The recording was made secretly by a council member, Ákos Hadházy, who later quit Fidesz and gained a seat in the parliament after joining LMP, an opposition party. Hadházy shared the tape with Direkt36’s Anita Vorák, who has been reporting about the controversial businesses of István Tiborcz for nearly two years.
During the 2012 August meeting, István Horváth, then-mayor of Szekszárd, told the Fidesz group that a company approached them with an offer to do the preparations for a public lighting project for which the municipality can get EU funding. The mayor did not name the company but a municipality official mentioned that they were in touch with a woman called Ivette Mancz, who was the manager at Elios (then called E-OS) in charge of street lighting.

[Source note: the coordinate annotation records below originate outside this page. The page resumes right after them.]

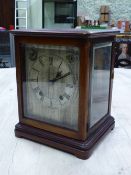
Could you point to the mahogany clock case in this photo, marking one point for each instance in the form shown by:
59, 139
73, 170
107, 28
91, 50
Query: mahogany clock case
79, 138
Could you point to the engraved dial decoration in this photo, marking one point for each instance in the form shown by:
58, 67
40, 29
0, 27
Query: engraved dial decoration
52, 84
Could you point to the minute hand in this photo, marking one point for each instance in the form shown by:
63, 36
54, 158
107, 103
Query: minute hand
58, 78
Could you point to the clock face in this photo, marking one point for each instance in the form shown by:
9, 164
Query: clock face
51, 89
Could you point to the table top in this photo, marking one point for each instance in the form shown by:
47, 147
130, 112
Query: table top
20, 156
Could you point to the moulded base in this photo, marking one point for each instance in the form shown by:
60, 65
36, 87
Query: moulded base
81, 149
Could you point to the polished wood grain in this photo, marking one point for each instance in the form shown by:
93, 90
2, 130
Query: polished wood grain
84, 41
7, 13
22, 156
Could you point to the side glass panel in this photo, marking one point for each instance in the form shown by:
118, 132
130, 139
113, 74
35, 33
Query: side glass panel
100, 80
51, 84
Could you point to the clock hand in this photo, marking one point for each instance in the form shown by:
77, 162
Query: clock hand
58, 78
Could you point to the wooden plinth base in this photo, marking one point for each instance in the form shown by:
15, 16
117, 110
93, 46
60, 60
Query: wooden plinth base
81, 149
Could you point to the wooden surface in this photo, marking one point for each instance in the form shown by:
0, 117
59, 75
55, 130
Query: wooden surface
20, 156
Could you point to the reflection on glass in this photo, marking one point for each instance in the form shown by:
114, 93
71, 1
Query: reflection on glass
100, 82
51, 84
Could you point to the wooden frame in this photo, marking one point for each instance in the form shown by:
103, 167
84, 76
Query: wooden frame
79, 142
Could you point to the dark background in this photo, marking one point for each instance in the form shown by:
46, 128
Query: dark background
7, 13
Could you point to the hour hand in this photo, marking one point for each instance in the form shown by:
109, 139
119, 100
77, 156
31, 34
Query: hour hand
60, 77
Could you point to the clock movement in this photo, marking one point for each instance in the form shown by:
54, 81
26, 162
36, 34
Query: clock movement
64, 85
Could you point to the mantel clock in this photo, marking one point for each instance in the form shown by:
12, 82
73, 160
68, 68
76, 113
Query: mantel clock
64, 84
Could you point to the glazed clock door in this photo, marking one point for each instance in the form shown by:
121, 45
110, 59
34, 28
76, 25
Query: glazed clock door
51, 85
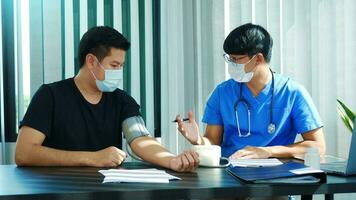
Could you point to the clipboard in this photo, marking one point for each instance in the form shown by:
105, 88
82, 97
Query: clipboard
289, 173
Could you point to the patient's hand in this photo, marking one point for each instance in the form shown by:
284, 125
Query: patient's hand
185, 162
189, 129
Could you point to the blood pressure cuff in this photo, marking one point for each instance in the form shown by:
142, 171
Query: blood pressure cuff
134, 127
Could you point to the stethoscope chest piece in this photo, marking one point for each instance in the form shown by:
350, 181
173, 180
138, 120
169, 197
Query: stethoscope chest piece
271, 128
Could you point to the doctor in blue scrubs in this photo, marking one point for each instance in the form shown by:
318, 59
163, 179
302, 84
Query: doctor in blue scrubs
257, 113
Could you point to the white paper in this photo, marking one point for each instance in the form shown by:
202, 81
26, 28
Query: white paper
269, 162
137, 176
306, 170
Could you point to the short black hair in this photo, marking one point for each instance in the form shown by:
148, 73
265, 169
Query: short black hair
249, 39
99, 41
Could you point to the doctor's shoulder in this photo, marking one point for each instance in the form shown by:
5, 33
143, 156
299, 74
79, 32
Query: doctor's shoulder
291, 85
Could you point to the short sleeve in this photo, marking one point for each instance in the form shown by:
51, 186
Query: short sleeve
129, 108
212, 114
39, 114
304, 113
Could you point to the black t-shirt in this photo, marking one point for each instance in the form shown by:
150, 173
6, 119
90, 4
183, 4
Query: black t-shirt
69, 122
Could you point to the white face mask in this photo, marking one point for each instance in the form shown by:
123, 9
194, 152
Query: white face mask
238, 73
112, 79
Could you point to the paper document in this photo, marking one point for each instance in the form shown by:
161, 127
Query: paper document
137, 176
269, 162
306, 170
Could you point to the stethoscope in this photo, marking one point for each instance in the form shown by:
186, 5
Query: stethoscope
242, 100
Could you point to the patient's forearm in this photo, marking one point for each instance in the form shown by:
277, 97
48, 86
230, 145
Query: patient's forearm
37, 155
149, 149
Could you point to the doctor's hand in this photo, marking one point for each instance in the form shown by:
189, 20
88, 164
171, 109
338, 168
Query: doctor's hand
185, 162
251, 152
189, 129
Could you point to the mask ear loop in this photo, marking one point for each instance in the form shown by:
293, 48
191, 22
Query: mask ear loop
96, 59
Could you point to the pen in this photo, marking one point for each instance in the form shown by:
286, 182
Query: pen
184, 119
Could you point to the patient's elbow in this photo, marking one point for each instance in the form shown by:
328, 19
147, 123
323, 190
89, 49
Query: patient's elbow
21, 157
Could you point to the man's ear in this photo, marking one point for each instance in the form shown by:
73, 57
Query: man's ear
260, 58
89, 60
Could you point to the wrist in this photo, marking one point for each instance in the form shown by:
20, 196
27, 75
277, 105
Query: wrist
199, 141
87, 159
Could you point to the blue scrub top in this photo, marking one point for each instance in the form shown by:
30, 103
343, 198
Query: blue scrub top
293, 113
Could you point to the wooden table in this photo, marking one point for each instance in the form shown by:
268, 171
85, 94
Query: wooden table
206, 183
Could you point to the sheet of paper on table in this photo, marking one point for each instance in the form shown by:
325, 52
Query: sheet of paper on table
137, 176
269, 162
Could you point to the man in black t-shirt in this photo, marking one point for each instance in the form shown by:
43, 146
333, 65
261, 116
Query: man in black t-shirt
79, 121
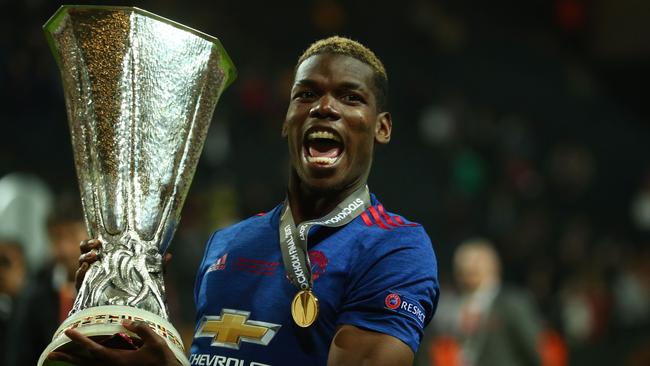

Horváth told the council members that Mancz promised the municipality to prepare the necessary studies in a way that the town will not have to pay the full price of 40 million HUF (129 thousand euros), just a minimum fee of 1.5 million HUF (4850 euros).
Direkt36 managed to reach several of those heard or mentioned on the tape but they said that they did not remember what happened at the council meeting. According to the recording, mayor István Horváth even called Ivette Mancz by phone during the council meeting but both of them told Direkt36 that they did not remember anything regarding the meeting.
“This is a mean thing,” said Horváth, who is now a member of parliament, about the secretly recorded tape.
The public lighting projects, including the one in Szekszárd, were financed mainly by EU subsidy programmes launched by the Hungarian government. In the first phase, in the fall of 2013, 8.8 billion forints (27.8 million euros) were distributed among 33 municipalities.
The municipalities had to launch public procurement procedures to hire contractors. These started mainly in 2014. The absolute winner was Elios Innovatív: they won the 12 biggest projects, getting 72 per cent of the total money. During this series of success, the company was half-owned by István Tiborcz, the husband of Viktor Orbán’s oldest daughter.
In March 2015, Direkt36 revealed what made this spectacular success story possible. In the majority of the tenders the requirements were so specific that no company but Elios (or in other cases only a small circle of other companies) was able to meet them.
For example, the cities required reference of former Hungarian public lighting work but they accepted only LED-lighting projects even though this, according to experts, was not professionally justified nor required by any law. In many cases, the cities asked for reference work of such high value that only Elios was able to provide.
István Tiborcz sold his shares in Elios in April 2015, reportedly because of the attacks he came under due to his business activity.